Exploration strategies in Developmental Robotics

An important challenge in Developmental Robotics is how robots can efficiently learn sensorimotor mappings by experience, i.e. the mappings between the motor actions they make and the sensory effects they produce. This can be a robot learning how arm movements make physical objects move, or how movements of a virtual vocal tract modulates vocalization sounds.

Sensorimotor mappings depend on the physical properties of the interaction between the robot body and the environment in which it evolves, what we call the sensorimotor system. Explauto provides a unified interface to define such systems using the Environment class. The library comes with several built-in sensorimotor systems. Two of them corresponds to simulated environments: a multi-DoF arm acting on a 2D plan (SimpleArmEnvironment class) and an under-actuated torque-controlled pendulum (PendulumEnvironment class). The third one allows to control real robots based on Dynamixel actuators using the Pypot library (PypotEnvironment class).

Learning sensorimotor mappings involves machine learning algorithms, which are typically regression algorithms to learn forward models, from motor controllers to sensory effects, and optimization algorithms to learn inverse models, from sensory effects, or goals, to the motor programs allowing to reach them. We call these sensorimotor learning algorithms sensorimotor models. Explauto provides a unified interface to define such models using the SensorimotorModel class. The library comes with several built-in sensorimotor models: simple nearest-neighbor look-up, non-parametric models combining classical regressions and optimization algorithms, online mixtures of Gaussians, and discrete Lindstone distributions. Explauto sensorimotor models are online learning algorithms, i.e. they are trained iteratively during the interaction of the robot in the environment in which it evolves.

The way the robot will collects its own sensorimotor experience have a strong impact on learning efficiency because for most robotic systems the involved spaces are high dimensional, the mapping between them is non-linear and redundant, and there is limited time allowed for learning.

alternate text

Complex sensorimotor mappings involve a high dimensional sensorimotor spaces. For the sake of visualization, the motor M and sensory S spaces are only 2D each in this toy example. The relationship betwwen M and S is non-linear, divinding the sensorimotor space into regions of unequal stability: small regions of S can be reached very precisely by large regions of M, or large regions in S can be very sensitive to variations in M.: s as well as a non-linear and redundant relationship. This non-linearity can imply redundancy, where the same sensory effect can be attain using distinct regions in M.

Thus, if robots explore the world in an unorganized manner, e.g. randomly, learning algorithms will be often ineffective because very sparse data points will be collected. Data are precious due to the high dimensionality and the limited time, whereas date are not equally useful due to non-linearity and redundancy. This is why learning has to be guided using efficient exploration strategies, allowing the robot to actively drive its own interaction with the environment in order to gather maximally informative data to feed the sensorimotor model.

In the recent year, work in developmental learning has explored various families of algorithmic principles which allow the efficient guiding of learning and exploration.

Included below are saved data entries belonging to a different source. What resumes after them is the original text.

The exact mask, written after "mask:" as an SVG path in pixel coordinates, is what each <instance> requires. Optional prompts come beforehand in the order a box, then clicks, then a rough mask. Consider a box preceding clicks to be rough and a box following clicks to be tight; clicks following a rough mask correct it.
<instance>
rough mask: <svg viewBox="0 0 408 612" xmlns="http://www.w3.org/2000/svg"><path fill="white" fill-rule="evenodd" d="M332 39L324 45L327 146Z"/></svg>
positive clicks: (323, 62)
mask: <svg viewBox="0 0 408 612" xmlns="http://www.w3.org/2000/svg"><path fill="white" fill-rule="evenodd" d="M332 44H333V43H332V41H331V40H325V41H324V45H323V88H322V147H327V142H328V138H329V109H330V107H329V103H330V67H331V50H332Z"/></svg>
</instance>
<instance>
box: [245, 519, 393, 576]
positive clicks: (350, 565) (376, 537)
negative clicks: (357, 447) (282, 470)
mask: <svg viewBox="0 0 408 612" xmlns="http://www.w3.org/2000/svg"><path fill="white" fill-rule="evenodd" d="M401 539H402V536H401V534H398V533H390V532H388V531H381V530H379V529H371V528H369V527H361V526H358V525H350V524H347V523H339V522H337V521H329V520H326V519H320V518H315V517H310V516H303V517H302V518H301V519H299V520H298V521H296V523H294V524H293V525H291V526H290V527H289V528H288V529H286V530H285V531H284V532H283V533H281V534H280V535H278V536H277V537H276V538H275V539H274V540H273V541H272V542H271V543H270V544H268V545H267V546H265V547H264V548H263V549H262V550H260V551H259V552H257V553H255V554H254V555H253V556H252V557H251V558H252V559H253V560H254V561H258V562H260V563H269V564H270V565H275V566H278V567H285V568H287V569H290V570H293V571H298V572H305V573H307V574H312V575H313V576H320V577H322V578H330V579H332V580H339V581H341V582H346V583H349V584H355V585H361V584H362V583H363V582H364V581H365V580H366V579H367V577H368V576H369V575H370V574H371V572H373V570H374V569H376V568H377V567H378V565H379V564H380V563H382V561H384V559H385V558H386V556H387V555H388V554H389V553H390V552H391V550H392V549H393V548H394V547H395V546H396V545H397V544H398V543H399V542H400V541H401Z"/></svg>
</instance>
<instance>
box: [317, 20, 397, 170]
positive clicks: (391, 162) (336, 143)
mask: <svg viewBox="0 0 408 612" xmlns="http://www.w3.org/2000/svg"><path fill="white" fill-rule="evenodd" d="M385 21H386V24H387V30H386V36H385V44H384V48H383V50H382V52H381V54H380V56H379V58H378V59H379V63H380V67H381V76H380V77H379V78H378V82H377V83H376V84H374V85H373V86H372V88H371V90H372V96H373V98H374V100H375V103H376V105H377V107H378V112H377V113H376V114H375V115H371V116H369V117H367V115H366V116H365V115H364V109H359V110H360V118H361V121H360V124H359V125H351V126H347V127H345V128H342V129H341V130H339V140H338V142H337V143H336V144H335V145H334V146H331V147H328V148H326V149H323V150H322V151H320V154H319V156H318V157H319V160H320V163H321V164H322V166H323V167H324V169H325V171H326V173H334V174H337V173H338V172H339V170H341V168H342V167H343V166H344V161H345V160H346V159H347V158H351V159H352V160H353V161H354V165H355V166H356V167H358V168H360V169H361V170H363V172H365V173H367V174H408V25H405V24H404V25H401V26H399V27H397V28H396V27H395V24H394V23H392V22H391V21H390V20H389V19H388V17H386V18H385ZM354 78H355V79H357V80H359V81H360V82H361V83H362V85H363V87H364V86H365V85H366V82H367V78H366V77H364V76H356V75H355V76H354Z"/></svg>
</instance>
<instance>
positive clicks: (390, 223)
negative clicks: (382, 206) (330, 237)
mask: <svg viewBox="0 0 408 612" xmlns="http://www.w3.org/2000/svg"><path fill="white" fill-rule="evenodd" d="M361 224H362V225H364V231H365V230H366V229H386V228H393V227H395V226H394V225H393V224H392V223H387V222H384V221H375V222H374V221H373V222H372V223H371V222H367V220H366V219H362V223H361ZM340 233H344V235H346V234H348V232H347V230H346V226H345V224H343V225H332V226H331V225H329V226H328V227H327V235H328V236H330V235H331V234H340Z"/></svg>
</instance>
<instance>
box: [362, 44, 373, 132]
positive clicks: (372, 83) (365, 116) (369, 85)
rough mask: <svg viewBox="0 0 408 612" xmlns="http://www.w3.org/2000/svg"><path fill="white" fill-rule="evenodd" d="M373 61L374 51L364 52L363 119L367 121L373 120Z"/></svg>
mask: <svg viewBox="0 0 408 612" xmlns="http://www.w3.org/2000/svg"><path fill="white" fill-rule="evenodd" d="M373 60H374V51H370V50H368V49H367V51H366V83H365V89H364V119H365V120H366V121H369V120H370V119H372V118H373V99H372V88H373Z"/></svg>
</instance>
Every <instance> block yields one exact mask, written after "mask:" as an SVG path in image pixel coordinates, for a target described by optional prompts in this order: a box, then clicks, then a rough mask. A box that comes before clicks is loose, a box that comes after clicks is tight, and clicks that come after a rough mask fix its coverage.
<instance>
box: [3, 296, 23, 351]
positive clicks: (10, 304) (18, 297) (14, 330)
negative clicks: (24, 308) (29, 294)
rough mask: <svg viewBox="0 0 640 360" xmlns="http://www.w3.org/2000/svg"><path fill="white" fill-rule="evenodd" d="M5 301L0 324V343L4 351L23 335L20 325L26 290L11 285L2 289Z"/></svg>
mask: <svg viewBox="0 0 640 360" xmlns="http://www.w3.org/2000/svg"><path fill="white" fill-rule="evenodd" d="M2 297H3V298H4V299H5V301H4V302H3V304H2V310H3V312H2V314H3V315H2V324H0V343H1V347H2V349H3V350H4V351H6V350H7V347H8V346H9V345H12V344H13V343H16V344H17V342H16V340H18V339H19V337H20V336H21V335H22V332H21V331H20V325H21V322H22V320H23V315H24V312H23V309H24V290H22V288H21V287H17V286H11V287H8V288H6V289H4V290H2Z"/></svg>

In Explauto, this strategies are called interest models. They implements the active exploration process, where sensorimotor experiments are chosen to improve the forward or inverse prediction of the sensorimotor model. Efficient versions of such mechanisms are based on the active choice of learning experiments that maximize learning progress, for e.g. improvement of predictions or of competences to reach goals (Schmidhuber, 1991 ; Oudeyer, 2007). This automatically drives the system to explore and learn first easy skills, and then explore skills of progressively increasing complexity.

Explauto provides a unified interface to define such models using the InterestModel class. The library comes with two built-in interest models: random sampling as well as sampling maximizing the learning progress in forward or inverse predictions.

Both random and learning progress models can act either on the motor or on the sensory space, resulting in motor babbling or goal babbling (Oudeyer and Kaplan, 2007; Rolf and Steil, 2010) strategies.

  • Motor babbling consists in sampling commands in the motor space according to a given strategy (random or learning progress), predicting the expected sensory consequence, executing the command through the environment and observing the actual sensory effect. Both sensorimotor and interest models are finally updated according to this experience.
  • Goal babbling consists in sampling goals in the sensory effect space and to use the current state of the sensorimotor model to infer a motor action supposed to reach the goals (inverse prediction). The robot/agent then executes the command through the environment and observes the actual sensory effect. Both sensorimotor and interest models are finally updated according to this experience.

It has been shown that this second strategy allows a progressive covering of the reachable sensory space much more uniformly than in a motor babbling strategy, where the agent samples directly in the motor space.

Our research team has combined both principles into a more general family of autonomous exploration architecture (Baranes, 2013) and recently expressed as a compact and unified formalism (Moulin-Frier, 2013).

The resulting architecture is summarized below.

alternate text

The Explauto architecture involves three processing levels. M and S are the motor and the sensory space. X is called the interest space: it corresponds to M in motor babbling stategies and to S in goal babbling ones. Light arrows are training signals.

Explauto builds upon these research and provides a software library to simulate autonomous exploration in virtual an robotic agents.